2. In Section 3, the claim that minimizing 3D Euclidean error reduces to summing three separate 1D distortions is briefly stated; a clearer derivation or reference would strengthen the justification of your approach.
3. In Figure 2, it is unclear how you compute the overhead cost of encoding reconstruction values; please clarify the bit budget assumptions for both uniform and non-uniform cases.
4. In Table 2, clarify why the rate for the proposed method slightly exceeds the uniform case in some rows yet still yields overall BD-rate savings; a short discussion on the trade-off between bit overhead and distortion is needed.
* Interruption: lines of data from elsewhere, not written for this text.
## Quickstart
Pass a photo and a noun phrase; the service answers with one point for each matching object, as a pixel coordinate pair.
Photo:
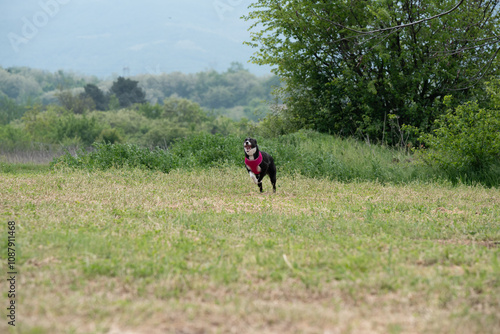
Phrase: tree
(127, 92)
(347, 65)
(78, 104)
(97, 95)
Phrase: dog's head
(250, 146)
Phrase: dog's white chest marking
(253, 177)
(251, 153)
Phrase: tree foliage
(128, 92)
(348, 65)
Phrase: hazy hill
(105, 37)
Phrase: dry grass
(127, 251)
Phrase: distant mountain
(125, 37)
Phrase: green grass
(306, 153)
(202, 250)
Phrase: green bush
(106, 155)
(466, 139)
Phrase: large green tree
(128, 92)
(349, 64)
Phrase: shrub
(106, 155)
(466, 139)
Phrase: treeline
(39, 108)
(141, 123)
(235, 93)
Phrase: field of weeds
(202, 251)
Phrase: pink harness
(254, 164)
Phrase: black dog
(259, 163)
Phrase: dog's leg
(253, 177)
(272, 176)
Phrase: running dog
(259, 163)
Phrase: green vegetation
(348, 65)
(304, 153)
(235, 93)
(133, 250)
(145, 219)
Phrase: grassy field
(134, 251)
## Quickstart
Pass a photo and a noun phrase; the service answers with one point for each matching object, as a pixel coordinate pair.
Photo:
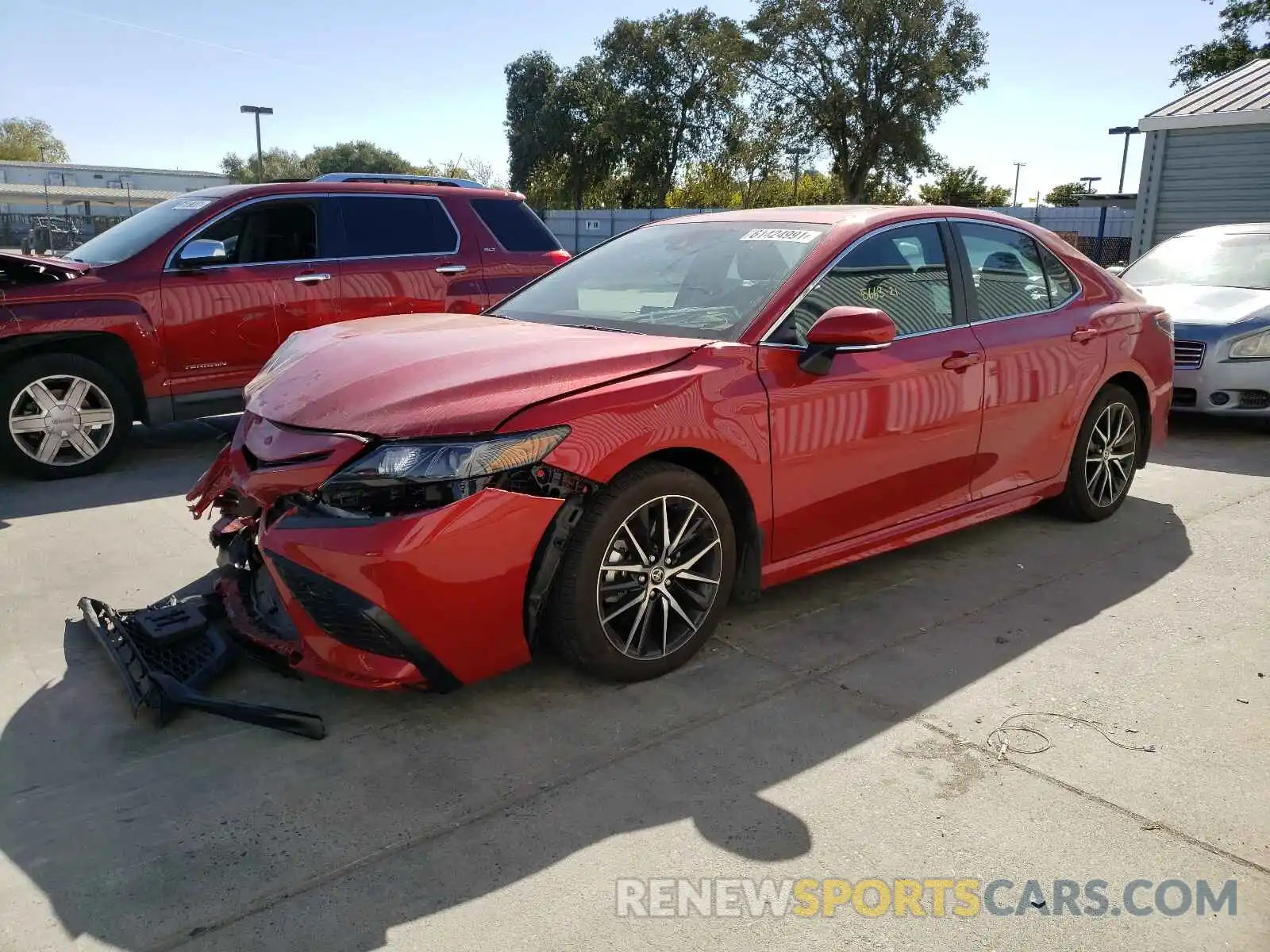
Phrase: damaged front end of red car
(425, 585)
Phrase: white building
(63, 188)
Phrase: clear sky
(159, 84)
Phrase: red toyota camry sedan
(683, 416)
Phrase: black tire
(575, 621)
(1089, 497)
(16, 378)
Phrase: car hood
(1203, 305)
(442, 374)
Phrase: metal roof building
(1206, 158)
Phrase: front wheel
(648, 573)
(1105, 459)
(64, 416)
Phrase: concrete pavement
(837, 729)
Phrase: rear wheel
(1105, 457)
(648, 573)
(64, 416)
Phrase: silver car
(1216, 283)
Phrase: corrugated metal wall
(1194, 178)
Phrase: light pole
(1127, 131)
(258, 111)
(798, 152)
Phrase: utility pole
(1127, 131)
(798, 152)
(258, 111)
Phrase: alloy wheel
(1109, 457)
(660, 578)
(61, 420)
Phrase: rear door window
(516, 228)
(381, 226)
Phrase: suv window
(1062, 285)
(267, 232)
(516, 228)
(395, 225)
(901, 271)
(1007, 272)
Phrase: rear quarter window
(516, 228)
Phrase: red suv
(169, 314)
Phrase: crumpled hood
(441, 374)
(1200, 305)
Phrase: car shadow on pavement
(232, 837)
(1217, 443)
(164, 461)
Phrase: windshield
(686, 278)
(135, 234)
(1226, 260)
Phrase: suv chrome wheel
(660, 577)
(61, 420)
(1109, 457)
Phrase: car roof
(391, 188)
(850, 215)
(1237, 228)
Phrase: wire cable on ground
(1000, 736)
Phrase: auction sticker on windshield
(780, 235)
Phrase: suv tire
(61, 416)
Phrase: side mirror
(201, 251)
(845, 329)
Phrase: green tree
(533, 84)
(356, 156)
(1245, 36)
(869, 78)
(677, 82)
(31, 140)
(279, 164)
(964, 187)
(1066, 196)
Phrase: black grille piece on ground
(359, 622)
(167, 674)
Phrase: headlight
(1253, 346)
(404, 478)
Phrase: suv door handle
(960, 361)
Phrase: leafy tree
(1067, 196)
(356, 156)
(1245, 36)
(677, 80)
(31, 140)
(279, 164)
(964, 187)
(869, 78)
(533, 82)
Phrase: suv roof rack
(391, 177)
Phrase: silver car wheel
(660, 578)
(1109, 457)
(61, 420)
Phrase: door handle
(960, 361)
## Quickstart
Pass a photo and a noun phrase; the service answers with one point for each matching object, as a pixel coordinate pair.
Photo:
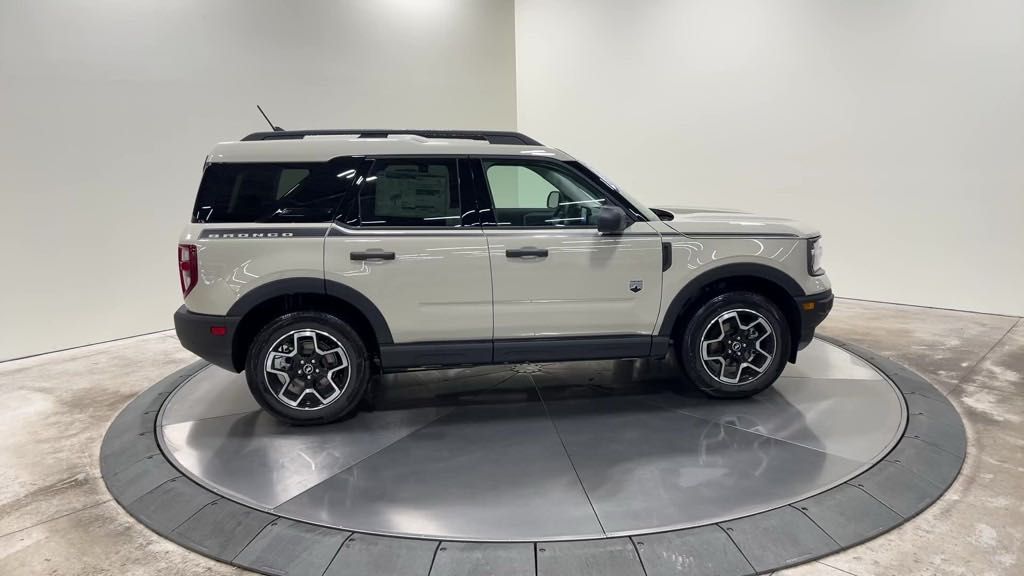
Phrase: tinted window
(270, 193)
(411, 193)
(541, 195)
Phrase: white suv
(316, 259)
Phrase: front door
(554, 275)
(409, 239)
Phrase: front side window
(269, 192)
(410, 193)
(532, 195)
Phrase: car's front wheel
(735, 345)
(307, 368)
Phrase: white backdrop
(896, 126)
(109, 108)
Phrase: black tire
(305, 328)
(737, 345)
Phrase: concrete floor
(56, 517)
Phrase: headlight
(814, 253)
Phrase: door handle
(526, 253)
(372, 255)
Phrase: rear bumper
(813, 311)
(195, 333)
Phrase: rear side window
(411, 193)
(271, 192)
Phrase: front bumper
(197, 334)
(813, 311)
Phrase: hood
(697, 221)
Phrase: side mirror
(554, 197)
(611, 219)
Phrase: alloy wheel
(737, 346)
(307, 369)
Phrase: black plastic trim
(291, 286)
(692, 288)
(810, 269)
(250, 233)
(194, 333)
(492, 136)
(809, 320)
(367, 307)
(564, 350)
(396, 357)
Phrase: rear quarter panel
(236, 258)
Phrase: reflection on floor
(550, 451)
(56, 518)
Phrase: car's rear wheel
(307, 368)
(735, 345)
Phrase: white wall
(109, 108)
(896, 126)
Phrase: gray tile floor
(541, 452)
(56, 518)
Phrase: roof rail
(496, 137)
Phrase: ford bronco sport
(315, 259)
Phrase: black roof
(497, 137)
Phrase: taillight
(187, 268)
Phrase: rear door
(409, 239)
(555, 277)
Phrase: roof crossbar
(496, 137)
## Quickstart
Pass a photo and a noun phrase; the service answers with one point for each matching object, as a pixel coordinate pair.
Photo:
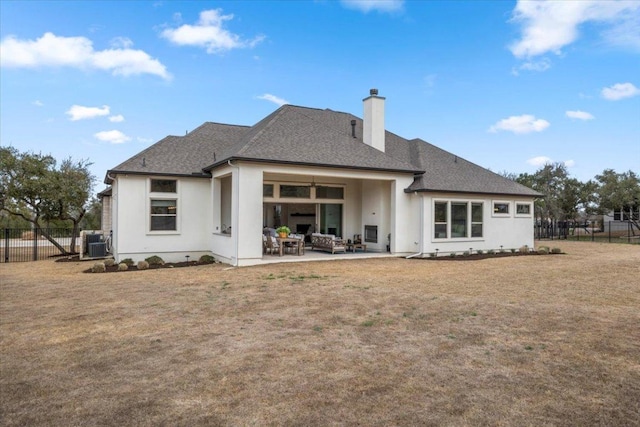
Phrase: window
(295, 191)
(163, 215)
(458, 219)
(163, 186)
(267, 190)
(501, 208)
(476, 219)
(523, 209)
(440, 220)
(466, 219)
(323, 192)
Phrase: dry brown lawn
(541, 341)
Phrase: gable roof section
(182, 155)
(315, 137)
(446, 172)
(308, 136)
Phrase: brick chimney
(373, 120)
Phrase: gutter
(421, 228)
(235, 236)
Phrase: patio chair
(272, 245)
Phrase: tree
(565, 198)
(92, 219)
(618, 191)
(33, 189)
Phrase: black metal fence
(609, 231)
(24, 244)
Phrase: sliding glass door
(331, 218)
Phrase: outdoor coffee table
(353, 246)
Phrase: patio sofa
(328, 242)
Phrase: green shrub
(207, 259)
(154, 260)
(98, 267)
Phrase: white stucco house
(213, 190)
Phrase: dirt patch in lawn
(534, 340)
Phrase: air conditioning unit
(97, 250)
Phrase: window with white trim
(163, 205)
(440, 223)
(164, 215)
(523, 209)
(457, 219)
(501, 208)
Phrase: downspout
(235, 236)
(421, 228)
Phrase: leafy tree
(92, 219)
(565, 198)
(618, 191)
(32, 188)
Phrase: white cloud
(77, 52)
(542, 65)
(273, 98)
(620, 91)
(112, 137)
(544, 160)
(209, 33)
(78, 112)
(582, 115)
(539, 161)
(121, 43)
(525, 123)
(548, 26)
(377, 5)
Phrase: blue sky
(506, 85)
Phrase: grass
(506, 341)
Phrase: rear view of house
(214, 190)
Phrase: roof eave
(109, 177)
(324, 165)
(429, 190)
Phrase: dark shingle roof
(182, 155)
(309, 136)
(446, 172)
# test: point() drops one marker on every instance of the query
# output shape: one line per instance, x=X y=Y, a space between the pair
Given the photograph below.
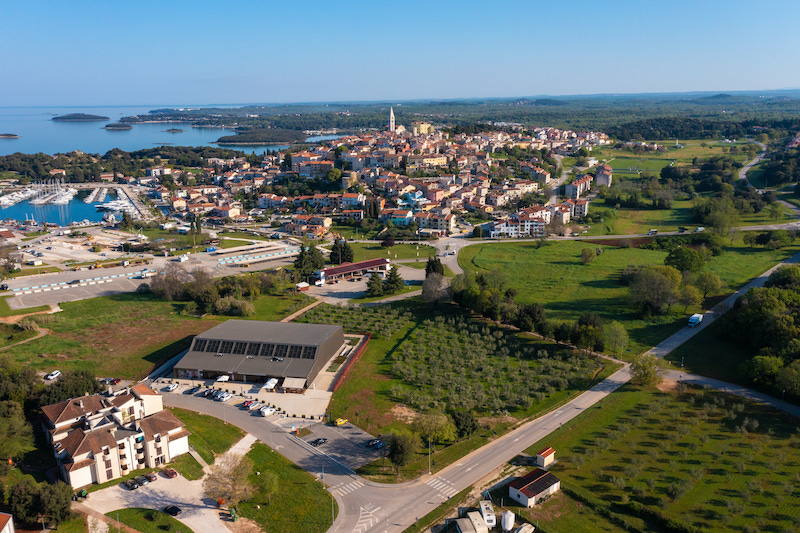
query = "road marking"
x=442 y=485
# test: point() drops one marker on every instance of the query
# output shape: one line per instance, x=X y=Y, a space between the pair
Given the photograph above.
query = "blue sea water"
x=39 y=133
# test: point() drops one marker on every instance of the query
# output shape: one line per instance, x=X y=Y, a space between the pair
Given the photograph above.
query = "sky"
x=197 y=52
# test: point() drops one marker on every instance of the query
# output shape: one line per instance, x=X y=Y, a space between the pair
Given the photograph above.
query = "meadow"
x=555 y=276
x=676 y=459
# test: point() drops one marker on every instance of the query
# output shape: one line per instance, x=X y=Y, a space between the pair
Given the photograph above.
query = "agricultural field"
x=701 y=459
x=381 y=396
x=555 y=276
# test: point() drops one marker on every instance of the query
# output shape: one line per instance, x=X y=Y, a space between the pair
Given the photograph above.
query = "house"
x=603 y=175
x=100 y=437
x=545 y=457
x=534 y=487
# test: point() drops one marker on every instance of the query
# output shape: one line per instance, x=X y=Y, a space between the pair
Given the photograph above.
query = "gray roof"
x=251 y=331
x=271 y=332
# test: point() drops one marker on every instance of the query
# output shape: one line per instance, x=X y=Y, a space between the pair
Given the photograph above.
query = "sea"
x=38 y=133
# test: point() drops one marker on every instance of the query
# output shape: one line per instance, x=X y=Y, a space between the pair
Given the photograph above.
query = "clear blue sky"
x=201 y=52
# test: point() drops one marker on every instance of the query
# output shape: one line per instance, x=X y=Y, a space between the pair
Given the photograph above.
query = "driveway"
x=346 y=444
x=199 y=513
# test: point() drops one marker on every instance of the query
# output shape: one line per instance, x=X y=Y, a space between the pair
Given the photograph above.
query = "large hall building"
x=253 y=351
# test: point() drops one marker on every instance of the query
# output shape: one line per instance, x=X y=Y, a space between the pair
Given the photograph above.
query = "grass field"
x=209 y=436
x=555 y=276
x=300 y=505
x=364 y=251
x=148 y=520
x=126 y=335
x=695 y=457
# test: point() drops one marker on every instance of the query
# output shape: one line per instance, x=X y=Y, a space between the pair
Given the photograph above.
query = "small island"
x=80 y=117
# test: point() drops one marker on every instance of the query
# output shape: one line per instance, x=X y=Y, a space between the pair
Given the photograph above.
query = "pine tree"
x=374 y=285
x=393 y=282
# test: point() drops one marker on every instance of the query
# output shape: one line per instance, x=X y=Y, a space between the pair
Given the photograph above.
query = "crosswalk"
x=442 y=485
x=347 y=488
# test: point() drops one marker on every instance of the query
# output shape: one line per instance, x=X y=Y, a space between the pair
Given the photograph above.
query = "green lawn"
x=126 y=335
x=148 y=520
x=210 y=436
x=364 y=251
x=300 y=504
x=681 y=456
x=555 y=276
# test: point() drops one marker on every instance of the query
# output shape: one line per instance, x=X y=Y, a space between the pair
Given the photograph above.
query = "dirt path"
x=41 y=332
x=54 y=308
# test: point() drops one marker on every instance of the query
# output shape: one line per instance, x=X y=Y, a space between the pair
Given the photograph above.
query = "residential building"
x=100 y=437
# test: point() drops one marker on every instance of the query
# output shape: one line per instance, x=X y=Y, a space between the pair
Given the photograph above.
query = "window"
x=294 y=351
x=240 y=348
x=309 y=352
x=226 y=346
x=267 y=349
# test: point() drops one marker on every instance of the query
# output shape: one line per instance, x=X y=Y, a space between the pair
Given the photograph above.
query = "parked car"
x=172 y=510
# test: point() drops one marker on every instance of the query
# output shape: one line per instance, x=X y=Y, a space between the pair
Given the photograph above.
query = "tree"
x=16 y=435
x=433 y=288
x=402 y=447
x=393 y=282
x=434 y=265
x=55 y=502
x=229 y=479
x=708 y=282
x=466 y=423
x=655 y=288
x=685 y=259
x=374 y=285
x=616 y=337
x=644 y=370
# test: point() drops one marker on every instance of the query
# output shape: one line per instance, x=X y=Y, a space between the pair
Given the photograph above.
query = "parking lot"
x=346 y=444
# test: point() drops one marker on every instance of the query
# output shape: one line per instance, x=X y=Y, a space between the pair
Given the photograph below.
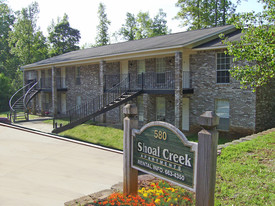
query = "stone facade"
x=206 y=90
x=248 y=111
x=265 y=107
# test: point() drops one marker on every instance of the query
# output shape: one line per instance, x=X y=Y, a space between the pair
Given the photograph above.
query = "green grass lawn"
x=105 y=136
x=31 y=117
x=245 y=173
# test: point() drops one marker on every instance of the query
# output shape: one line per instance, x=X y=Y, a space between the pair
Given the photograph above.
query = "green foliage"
x=143 y=26
x=102 y=37
x=106 y=136
x=8 y=63
x=256 y=48
x=5 y=92
x=199 y=14
x=25 y=40
x=245 y=173
x=62 y=37
x=129 y=29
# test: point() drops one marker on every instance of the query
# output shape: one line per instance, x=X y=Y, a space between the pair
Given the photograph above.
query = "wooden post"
x=207 y=159
x=130 y=175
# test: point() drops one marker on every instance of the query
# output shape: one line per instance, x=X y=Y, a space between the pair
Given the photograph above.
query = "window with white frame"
x=77 y=76
x=47 y=101
x=140 y=69
x=222 y=110
x=160 y=109
x=160 y=69
x=140 y=108
x=223 y=66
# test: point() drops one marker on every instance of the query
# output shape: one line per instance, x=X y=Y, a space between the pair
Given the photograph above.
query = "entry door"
x=63 y=103
x=124 y=69
x=63 y=77
x=185 y=114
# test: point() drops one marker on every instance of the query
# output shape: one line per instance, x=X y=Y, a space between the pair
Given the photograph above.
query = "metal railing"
x=29 y=94
x=149 y=80
x=96 y=104
x=19 y=95
x=46 y=83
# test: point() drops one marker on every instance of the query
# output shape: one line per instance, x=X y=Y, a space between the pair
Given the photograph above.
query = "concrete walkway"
x=37 y=124
x=39 y=170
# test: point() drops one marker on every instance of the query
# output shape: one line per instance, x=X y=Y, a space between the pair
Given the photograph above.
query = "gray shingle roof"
x=216 y=43
x=175 y=40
5. The paper mentions computing run times (Table 5) but lacks explanations on the computational cost of the Lloyd-Max iterations; providing a short complexity or iteration count analysis would help readers assess real-world feasibility.
Author Response
Please see the attachment.
Author Response File: Author Response.pdf
Reviewer 2 Report
Comments and Suggestions for AuthorsThe paper proposes a novel and promising approach, and its advantages are demonstrated through experimental validation. However, there are areas that require further clarification and improvement, particularly regarding algorithmic details, experimental design, and practical applicability. It is recommended that the authors address the following comments to enhance the quality and depth of the manuscript:
1. The authors mention using the ScanNet and ModelNet datasets for experiments. Have other datasets been considered to further validate the performance of the proposed method? For instance, datasets such as ShapeNet may provide diverse experimental results across different tasks and scenarios.
2. In the experimental section, the comparison appears to be limited to the uniform approach. It would strengthen the study to include comparisons with other methods to provide a more comprehensive evaluation.
3. In line 188, page 7, the authors state that the octree depth in the experiments varies between 6 and 16. Could the authors clarify the rationale behind selecting this specific range?
4. Table 2 presents examples of multiple objects; however, only two examples are listed in Figure 4. It is suggested that the authors elaborate on why these specific examples were chosen and whether additional examples could further substantiate their findings.
5. In line 193, page 7, the authors provide CPU and memory information but do not include details on the graphics card used. Since the graphics card may impact processing time, it would be helpful if the authors could elaborate on this aspect.
6. A discussion section is recommended to better contextualize the proposed method by analyzing its differences from other approaches in the literature. This could provide valuable insights into the novelty and potential impact of the research.
Author Response
Please see the attachment.
Author Response File: Author Response.pdf
Round 2
Reviewer 1 Report
Comments and Suggestions for AuthorsThe authors have addressed the comments properly.
Reviewer 2 Report
Comments and Suggestions for AuthorsThe author's revisions are satisfactory, and it is recommended that the journal accept the paper.